Your tortoise looks great, but I would try a different substrate, pine is toxic to torts 

They are one way to tell people that you are still being friendly, witout having to type out a few more sentences saying something like, "no offense meant, I am just trying to be nice and helpful here..."


----------



## Josh (Apr 21, 2010)

What Meg said, but in the form of "LOL "


----------



## terryo (Apr 21, 2010)

I think it's good to have them...imagine if we didn't have them (like Meg said) There is enough misinterpretation here as it is. :shy:


----------



## Tom (Apr 21, 2010)

Shelly said:


> ... are DRAMATICALLY overused by many people on these forums, and make the posters appear to be very childish. Grow up, people.



Ah Shelly. Always so friendly and knowledgeable.


----------



## jackrat (Apr 21, 2010)

:shy:LOLOL


----------



## dmmj (Apr 21, 2010)

ROTFLMFAO


----------



## Redfoot NERD (Apr 21, 2010)

Shelly said:


> ... are DRAMATICALLY overused by many people on these forums, and make the posters appear to be very childish. Grow up, people.

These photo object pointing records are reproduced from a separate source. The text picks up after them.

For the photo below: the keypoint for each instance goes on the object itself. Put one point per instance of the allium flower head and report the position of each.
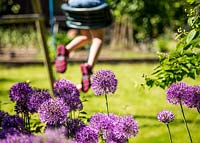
(114, 128)
(19, 91)
(73, 126)
(37, 97)
(17, 138)
(9, 132)
(3, 115)
(198, 108)
(67, 90)
(129, 126)
(13, 122)
(87, 135)
(177, 92)
(104, 82)
(51, 136)
(65, 87)
(193, 99)
(53, 111)
(165, 116)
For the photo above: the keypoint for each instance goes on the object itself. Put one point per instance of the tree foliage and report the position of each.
(185, 61)
(150, 18)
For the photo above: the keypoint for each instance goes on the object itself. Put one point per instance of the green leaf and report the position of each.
(191, 36)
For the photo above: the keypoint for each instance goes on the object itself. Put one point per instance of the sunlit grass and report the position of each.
(130, 98)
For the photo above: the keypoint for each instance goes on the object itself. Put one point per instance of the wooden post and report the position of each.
(40, 25)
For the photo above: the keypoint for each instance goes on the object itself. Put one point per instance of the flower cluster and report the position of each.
(37, 97)
(114, 128)
(67, 90)
(165, 116)
(182, 93)
(57, 114)
(12, 125)
(19, 92)
(53, 111)
(104, 82)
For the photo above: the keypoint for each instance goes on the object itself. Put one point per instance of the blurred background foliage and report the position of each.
(139, 24)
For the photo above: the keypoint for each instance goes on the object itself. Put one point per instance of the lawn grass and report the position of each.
(130, 98)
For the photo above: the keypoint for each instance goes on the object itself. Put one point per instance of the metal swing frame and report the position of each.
(87, 18)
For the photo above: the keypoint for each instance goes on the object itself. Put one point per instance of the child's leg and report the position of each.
(86, 69)
(79, 41)
(97, 41)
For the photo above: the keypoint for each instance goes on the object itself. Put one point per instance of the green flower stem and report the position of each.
(170, 136)
(107, 104)
(186, 123)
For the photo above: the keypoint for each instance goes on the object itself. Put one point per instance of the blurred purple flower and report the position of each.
(53, 111)
(73, 126)
(193, 99)
(37, 97)
(104, 82)
(10, 132)
(198, 108)
(51, 136)
(177, 93)
(67, 90)
(113, 128)
(13, 121)
(165, 116)
(129, 126)
(17, 139)
(19, 91)
(87, 135)
(3, 115)
(65, 86)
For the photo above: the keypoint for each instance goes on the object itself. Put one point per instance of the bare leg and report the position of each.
(97, 41)
(79, 41)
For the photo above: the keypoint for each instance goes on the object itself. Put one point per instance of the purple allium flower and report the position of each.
(37, 97)
(51, 136)
(165, 116)
(198, 108)
(114, 128)
(67, 90)
(72, 127)
(9, 132)
(3, 115)
(21, 107)
(177, 92)
(19, 91)
(102, 122)
(17, 139)
(65, 86)
(13, 122)
(104, 82)
(129, 126)
(53, 111)
(193, 99)
(87, 135)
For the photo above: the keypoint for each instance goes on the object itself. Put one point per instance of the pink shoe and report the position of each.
(86, 71)
(61, 59)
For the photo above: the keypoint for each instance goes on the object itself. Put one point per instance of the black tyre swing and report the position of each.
(87, 18)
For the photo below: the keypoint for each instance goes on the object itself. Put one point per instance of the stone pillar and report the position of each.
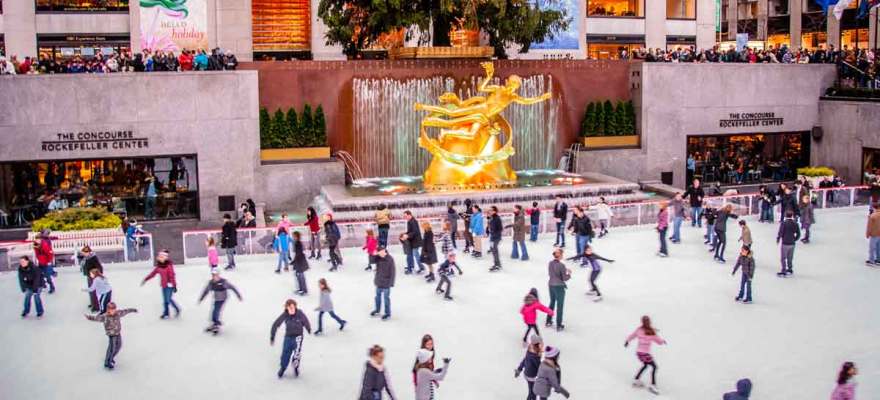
(20, 26)
(795, 10)
(655, 24)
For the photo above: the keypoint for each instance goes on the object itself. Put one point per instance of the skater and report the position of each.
(478, 230)
(534, 220)
(452, 219)
(314, 224)
(559, 274)
(646, 335)
(46, 259)
(846, 388)
(370, 245)
(720, 243)
(326, 306)
(872, 233)
(662, 226)
(112, 321)
(165, 269)
(220, 288)
(445, 270)
(678, 217)
(745, 235)
(747, 262)
(549, 375)
(300, 264)
(429, 251)
(101, 288)
(743, 390)
(30, 280)
(590, 259)
(383, 223)
(530, 364)
(213, 257)
(426, 377)
(295, 322)
(788, 234)
(384, 281)
(604, 214)
(808, 217)
(695, 195)
(281, 245)
(413, 237)
(496, 228)
(376, 378)
(560, 214)
(529, 311)
(229, 240)
(333, 236)
(519, 234)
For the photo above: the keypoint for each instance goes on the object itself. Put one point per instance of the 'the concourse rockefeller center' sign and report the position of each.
(94, 141)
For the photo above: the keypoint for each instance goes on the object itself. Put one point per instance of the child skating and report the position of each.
(326, 306)
(646, 335)
(219, 287)
(112, 321)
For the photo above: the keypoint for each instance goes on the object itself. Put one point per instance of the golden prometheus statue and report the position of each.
(468, 152)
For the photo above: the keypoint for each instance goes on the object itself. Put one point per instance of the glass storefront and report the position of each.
(143, 188)
(748, 158)
(616, 8)
(81, 5)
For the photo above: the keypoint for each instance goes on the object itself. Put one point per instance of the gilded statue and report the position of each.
(468, 152)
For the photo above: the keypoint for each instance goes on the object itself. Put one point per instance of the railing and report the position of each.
(259, 240)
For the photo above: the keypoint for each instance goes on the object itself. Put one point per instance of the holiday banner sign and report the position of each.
(174, 25)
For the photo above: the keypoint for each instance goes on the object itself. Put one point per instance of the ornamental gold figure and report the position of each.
(468, 152)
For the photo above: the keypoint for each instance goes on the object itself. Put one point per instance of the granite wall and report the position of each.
(678, 100)
(213, 115)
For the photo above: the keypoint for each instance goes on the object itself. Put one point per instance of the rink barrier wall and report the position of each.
(258, 241)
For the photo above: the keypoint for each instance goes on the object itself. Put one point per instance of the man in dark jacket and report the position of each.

Why would _WE_ want to do *THAT*???






You can't be that much older than mmmmeeeeeeeeeeeee





U haven uh grouchee dae





we wuv vu ---------------


----------



## Tom (Apr 21, 2010)

dmmj said:


> ROTFLMFAO



I know what this means now!!! I have a glossary bookmarked just for this sort of thing!


----------



## DonaTello's-Mom (Apr 21, 2010)

'GMTA'..............know that one Tom? I just learned it..LOL!


----------



## jackrat (Apr 21, 2010)

Tom said:


> dmmj said:
> 
> 
> > ROTFLMFAO
> ...


Tom you gotta PM me and let me in on it.


----------



## Maggie Cummings (Apr 21, 2010)

I was told that my posts would come across better if I used a  as I was giving advice. I am not the type of person to use  but people were taking my posts to the extreme and that my personality was such that a  would help people understand that I was not a mean and cruel person...
And just in case you think I am teasing...I am not.... I was told that by someone you all love and respect.


----------



## chadk (Apr 21, 2010)

I think using ALL CAPS is even worse


----------



## Tom (Apr 21, 2010)

DonaTello said:


> 'GMTA'..............know that one Tom? I just learned it..LOL!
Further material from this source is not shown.